Sam Graves

Why is Accessibility Good for Business?

As an organization, prioritizing accessibility has an obvious moral component which should be the underlying factor. We all have a responsibility to be as inclusive as possible, whether that means ensuring accessibility through the design and usability of digital products, having accessible hiring practices, or simply making inclusion part of broader internal thought leadership. 

Prioritizing accessibility not only benefits individuals but also has a significant positive impact on the profitability of businesses.

Accessibility increases market reach

Perhaps most importantly, about 1.3 billion people worldwide (16%) have experienced a significant disability at some point in their lives. About 27% of adults in the U.S. have some type of disability.

Companies that fail to prioritize digital accessibility risk losing a significant customer base due to the inability of people with disabilities to access and navigate their websites.

Similarly, people with disabilities are likelier to shop online than the average person. This may be due to convenience or inability to leave the house because of their disability, among other factors.

Not surprisingly, people with disabilities are significant contributors to online sales. Online sales have become increasingly important in recent years following the digital retail and e-commerce boom during the COVID pandemic, as more and more people with and without disabilities shop online.

Accessibility drives innovation

Designing for accessibility can be a big boost for businesses. It can lead to greater innovation and new and creative ways of thinking. Accessible design can benefit everyone, not just those with disabilities.

As the number of people using mobile phones to browse the internet increases, having a responsive design has become even more important for web accessibility. Websites that prioritize accessibility also tend to be more “mobile-friendly” due to the implementation of responsive design.

By prioritizing accessibility for your websites and other digital properties up-front, you can build a more streamlined and cost-effective process for ensuring compliance and embedding universal design into everything your team is deploying.

Accessibility enhances brand image and reputation

Demonstrating a clear commitment to accessibility can positively impact an organization’s brand. Potential customers may be likelier to do business with companies emphasizing diversity and inclusion. Existing customers may be more likely to continue doing business with those companies and maybe even recommend them to others.

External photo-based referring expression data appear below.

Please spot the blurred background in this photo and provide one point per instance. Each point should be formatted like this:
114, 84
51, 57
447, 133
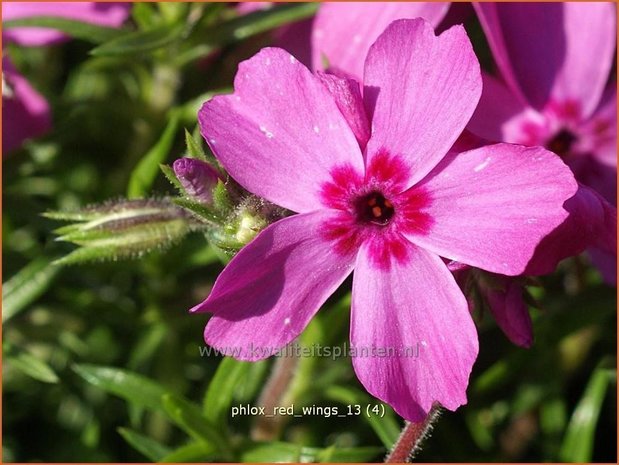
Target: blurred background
101, 361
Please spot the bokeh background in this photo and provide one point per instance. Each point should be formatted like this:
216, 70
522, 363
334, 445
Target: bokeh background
101, 361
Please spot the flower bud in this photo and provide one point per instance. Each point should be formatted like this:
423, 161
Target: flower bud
249, 225
198, 178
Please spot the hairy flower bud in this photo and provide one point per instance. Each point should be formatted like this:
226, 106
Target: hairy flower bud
123, 229
198, 178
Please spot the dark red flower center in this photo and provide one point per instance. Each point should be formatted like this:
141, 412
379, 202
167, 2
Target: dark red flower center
561, 143
374, 208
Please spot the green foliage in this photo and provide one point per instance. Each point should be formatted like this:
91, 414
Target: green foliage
102, 362
77, 29
26, 286
145, 173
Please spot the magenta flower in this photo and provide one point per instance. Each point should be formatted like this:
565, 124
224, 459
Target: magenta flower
25, 112
555, 60
375, 188
344, 31
111, 14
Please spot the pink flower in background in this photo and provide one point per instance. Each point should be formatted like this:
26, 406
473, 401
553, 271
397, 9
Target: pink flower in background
555, 60
111, 14
376, 189
25, 113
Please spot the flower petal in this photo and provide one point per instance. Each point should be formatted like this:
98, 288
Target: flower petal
420, 91
417, 317
25, 112
598, 136
347, 96
506, 302
501, 116
344, 32
492, 206
592, 221
271, 289
281, 132
111, 14
552, 51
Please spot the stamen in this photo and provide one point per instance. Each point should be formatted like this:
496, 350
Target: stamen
374, 208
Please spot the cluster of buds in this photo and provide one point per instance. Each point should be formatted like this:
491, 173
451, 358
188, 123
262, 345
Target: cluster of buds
207, 202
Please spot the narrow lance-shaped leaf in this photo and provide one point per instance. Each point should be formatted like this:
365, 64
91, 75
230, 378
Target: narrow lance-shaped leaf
26, 286
220, 392
78, 29
146, 171
578, 442
147, 446
32, 366
141, 41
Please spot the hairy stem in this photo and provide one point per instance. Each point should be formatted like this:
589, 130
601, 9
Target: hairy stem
411, 437
268, 428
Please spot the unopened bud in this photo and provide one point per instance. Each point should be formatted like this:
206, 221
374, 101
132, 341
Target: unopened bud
249, 226
128, 228
198, 178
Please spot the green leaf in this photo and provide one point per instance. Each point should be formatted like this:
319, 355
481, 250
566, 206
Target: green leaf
578, 441
221, 198
188, 417
85, 31
199, 210
221, 389
350, 454
147, 169
151, 449
33, 367
141, 41
26, 286
288, 452
273, 452
193, 452
386, 428
257, 22
132, 387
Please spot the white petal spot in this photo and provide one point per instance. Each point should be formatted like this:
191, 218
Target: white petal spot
266, 132
482, 165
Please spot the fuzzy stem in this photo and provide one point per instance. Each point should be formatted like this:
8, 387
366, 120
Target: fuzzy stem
268, 428
411, 437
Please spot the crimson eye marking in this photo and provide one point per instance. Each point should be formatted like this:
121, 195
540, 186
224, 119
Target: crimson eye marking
374, 208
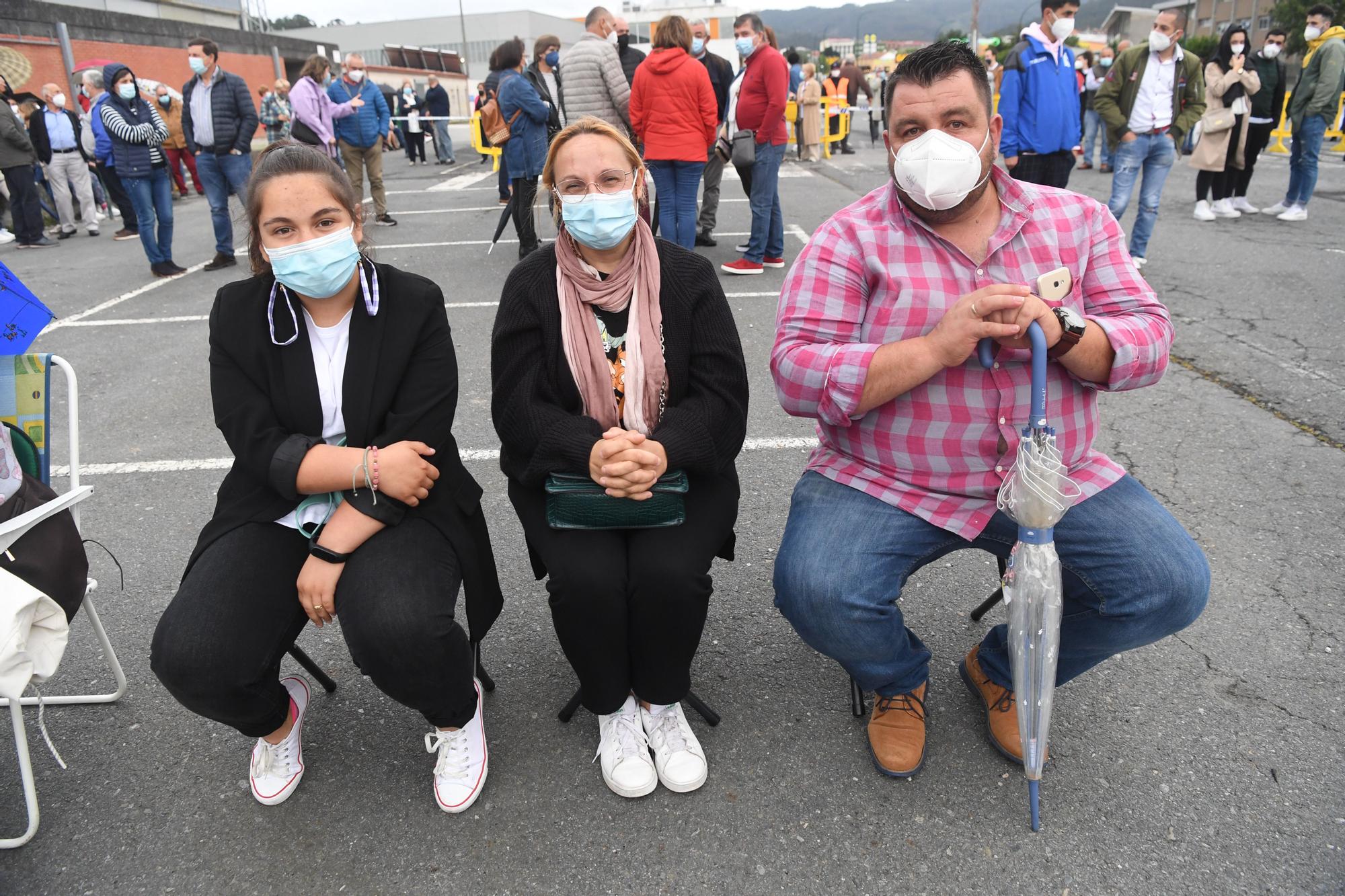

Research has shown numerous benefits to the brands of companies that institute diversity policies. This is why one of the first project milestones we support all our digital accessibility customers with is ensuring their website has a strong (and accessible) accessibility statement visible to their customers.

Accessibility minimizes legal risk

Digital accessibility does undoubtedly have a cost associated with it, but having an inaccessible website or other digital property can be even more costly because of a potential lawsuit. Digital accessibility lawsuits in the U.S. have consistently increased in recent years to roughly 4,000 in 2022, and courts are increasingly ruling in favor of digital accessibility.

A lawsuit can also damage an organization’s brand image and reputation. People may be hesitant to do business with companies that have gone through a digital accessibility lawsuit if not handled properly, especially if they have not followed up with creating accessible digital products or shown an ongoing commitment to ensure equitable digital access.

So, it is much more beneficial from a legal perspective to consider and design for accessibility from the beginning.

Accessibility improves SEO

Using digital accessibility best practices, such as writing alternative text for images, increases the likelihood of a website being ranked higher by Google and other search engines. A higher SEO ranking improves the probability that users will visit your website, which has obvious financial benefits. Improved SEO shouldn’t be the primary reason for practicing digital accessibility, but it is an added benefit all teams should strongly consider.

Accessibility has many other benefits!

As noted above, many companies design for accessibility simply because it is the right thing to do for potential and existing customers. But sometimes, the business benefits may be a more compelling argument to stakeholders or leadership on the importance of accessibility for your organization.

Whatever the reason, accessibility benefits all, especially in the long run.